According to a court document released on Thursday, Bankman-Fried has asked the bankruptcy court to reject the new FTX management’s request to enforce the automatic stay on 56,273,269 shares of Robinhood Markets Inc. (Nasdaq: HOOD), which are worth more than $460 million.

According to the court statement, the former FTX CEO “requests that the stay motion be rejected” since the current FTX management “failed to carry their heavy burden of proving that such an exceptional remedy is necessary.” The court document also states that the stay application should be irrelevant because the DOJ has the warrant to take the Robinhood shares, and the new FTX management has not withdrawn it, which caused Bankman-Fried to file an objection.

According to the court document, SBF “needs some of this cash to pay for his criminal defense,” and that “financial inability to defend oneself has major implications and is irreparable” The filing continues on:

Conversely, the FTX debtors face only the possibility of economic loss.

Bankman-Fried contended that none of the parties involved in the FTX bankruptcy, including Alameda Research, own the Robinhood shares at issue. Instead, Emergent Fidelity Technology Ltd., a business that he owns 90% of, is their rightful owner. Bankman-Fried and Gary Wang, a different FTX officer, allegedly borrowed money from Alameda for Emergent to pay for the Robinhood shares.

Crypto Community Outraged by SBF’s Statements

Social media users are concerned by Bankman-assertion Fried that his situation is worse than that of FTX customers, who are facing “economic loss.”
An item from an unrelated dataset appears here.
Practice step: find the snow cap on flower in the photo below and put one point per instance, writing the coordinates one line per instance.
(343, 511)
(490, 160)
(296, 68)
SBF gives new meaning to chutzpah, according to one tweet. In court, he will argue that the balance of interests favors him selling HOOD to cover his own legal costs because prison is priceless harm, and FTX creditors will just suffer economic loss. Another opined:

This is one of the most disgusting lines I’ve ever read. Associating your name with a claim that debtors’ economic loss isn’t a matter of life and death for some people is heartless and out of touch. What happened to ‘Nothing matters more than making customers whole’?

What do you think about Sam Bankman-Fried claiming that he needs the Robinhood shares more than FTX customers who only face “the possibility of economic loss”? Let us know in the comments section below.